Family groups ‘ruthless’ in Southeast Asia

GPs must be wary of competing and partnering with the region’s powerful family groups.

Family groups continue to control Southeast Asia’s economies making them impossible for private equity to ignore, according to a panel of Southeast Asia experts at the HKVCA 4th Asia Private Equity Forum in Hong Kong this week.

“Family conglomerates still dominate the scene in Southeast Asia, especially in Indonesia,” Sandiaga Uno, president director at Indonesia-focused private equity firm Saratoga, said.

“They can be your partner or your competitor. In Southeast Asia it is all about relationships and you have to have good relationships with these families – the top 20 are very strong, very cash rich, they have learnt from the [previous] Asian financial crisis and don’t want to let it happen again.”

One of the unique challenges of investing in Southeast Asia is dealing with family conglomerates that own large portions of each individual country’s economy.

The key difficulty for private equity is facing competition from these groups, who are extremely liquid and prepared to pay high prices.

“If there is an asset available, some of these families actually can be very aggressive,” Uno said.
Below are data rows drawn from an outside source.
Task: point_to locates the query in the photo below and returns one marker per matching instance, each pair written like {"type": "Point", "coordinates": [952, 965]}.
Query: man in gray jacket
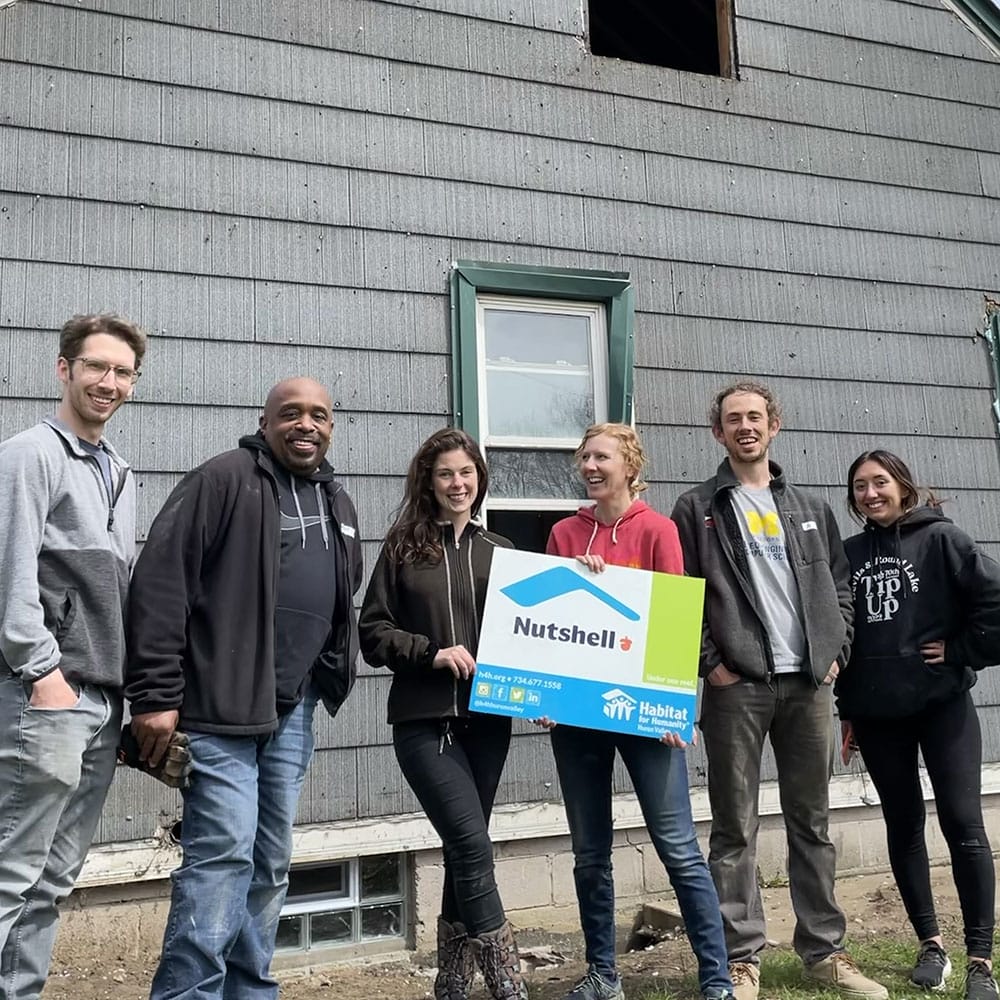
{"type": "Point", "coordinates": [777, 630]}
{"type": "Point", "coordinates": [67, 540]}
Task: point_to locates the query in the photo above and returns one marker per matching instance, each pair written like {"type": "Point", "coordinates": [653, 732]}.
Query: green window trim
{"type": "Point", "coordinates": [984, 14]}
{"type": "Point", "coordinates": [470, 278]}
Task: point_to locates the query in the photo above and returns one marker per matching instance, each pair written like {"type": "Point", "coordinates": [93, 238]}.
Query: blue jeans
{"type": "Point", "coordinates": [236, 833]}
{"type": "Point", "coordinates": [55, 769]}
{"type": "Point", "coordinates": [585, 760]}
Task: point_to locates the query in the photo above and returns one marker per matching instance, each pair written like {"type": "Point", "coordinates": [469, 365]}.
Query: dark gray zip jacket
{"type": "Point", "coordinates": [201, 631]}
{"type": "Point", "coordinates": [412, 610]}
{"type": "Point", "coordinates": [66, 551]}
{"type": "Point", "coordinates": [733, 631]}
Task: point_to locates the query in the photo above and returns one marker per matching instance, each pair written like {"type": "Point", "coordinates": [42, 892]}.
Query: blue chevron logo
{"type": "Point", "coordinates": [555, 582]}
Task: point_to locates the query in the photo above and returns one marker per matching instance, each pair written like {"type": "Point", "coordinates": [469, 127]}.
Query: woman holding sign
{"type": "Point", "coordinates": [926, 617]}
{"type": "Point", "coordinates": [620, 530]}
{"type": "Point", "coordinates": [420, 618]}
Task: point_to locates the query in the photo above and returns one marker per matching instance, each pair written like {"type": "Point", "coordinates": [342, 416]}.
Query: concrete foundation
{"type": "Point", "coordinates": [535, 878]}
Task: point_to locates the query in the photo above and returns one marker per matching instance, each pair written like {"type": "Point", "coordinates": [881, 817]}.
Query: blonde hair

Fellow panelist Rodney Muse, co-founder and managing partner at Navis Capital Partners, added, “They are ruthless competitors, they know what their strengths are and use them wisely.”

Aside from their unrivalled connections in their respective markets, family groups also often have the advantage of being able to pay the highest price.

For example, while a GP might be willing to pay 6x EBITDA for a business, family conglomerates are known to have come in at 40x EBITDA, according to Karam Butalia, executive chairman at KV Asia Capital. “At some point you just say – ‘It’s yours’”, he commented.

However, family groups can be a great partner for private equity firms to work with and they are increasingly looking for operational expertise to help grow their businesses.

CVC Capital Partners famously teamed with Indonesian family conglomerate the Lippo Group to invest in the country. Lippo owns department store Matahari, from which CVC had a partial exit in March last year gaining a 7-8x EBITDA, Private Equity International reported earlier.

Brian Hong, senior managing director at CVC who was speaking on the panel, said that the firm has found its relationships with family groups to be an ideal fit as long as you agree on the same goals. While the conglomerate is likely to bring a longer-term view, private equity brings a sense of urgency that can help a business grow or improve.

“Our strategy in Southeast Asia revolves around partnering with local families. The [main] reason is that they actually own the best assets,” Hong explained, emphasising that “we don’t with a family until we’ve spent many, many months getting to know them, understanding their interests, getting to know their friends and family.”

However, others warn that families can be ruthless partners as well.

Navis' Muse said, “As partners, they don’t like to give control. Even if they say they’re prepared to do it, deep down it is not natural to them. So recognise to the extent they say they are willing to give up control, they’re probably not telling you something.”

“Quite often the family conglomerate will seek to buy back the business from you and at that point they may try and cap your returns [while] having a lot of very shrewd ways of making sure you can’t sell the business to anyone but them.”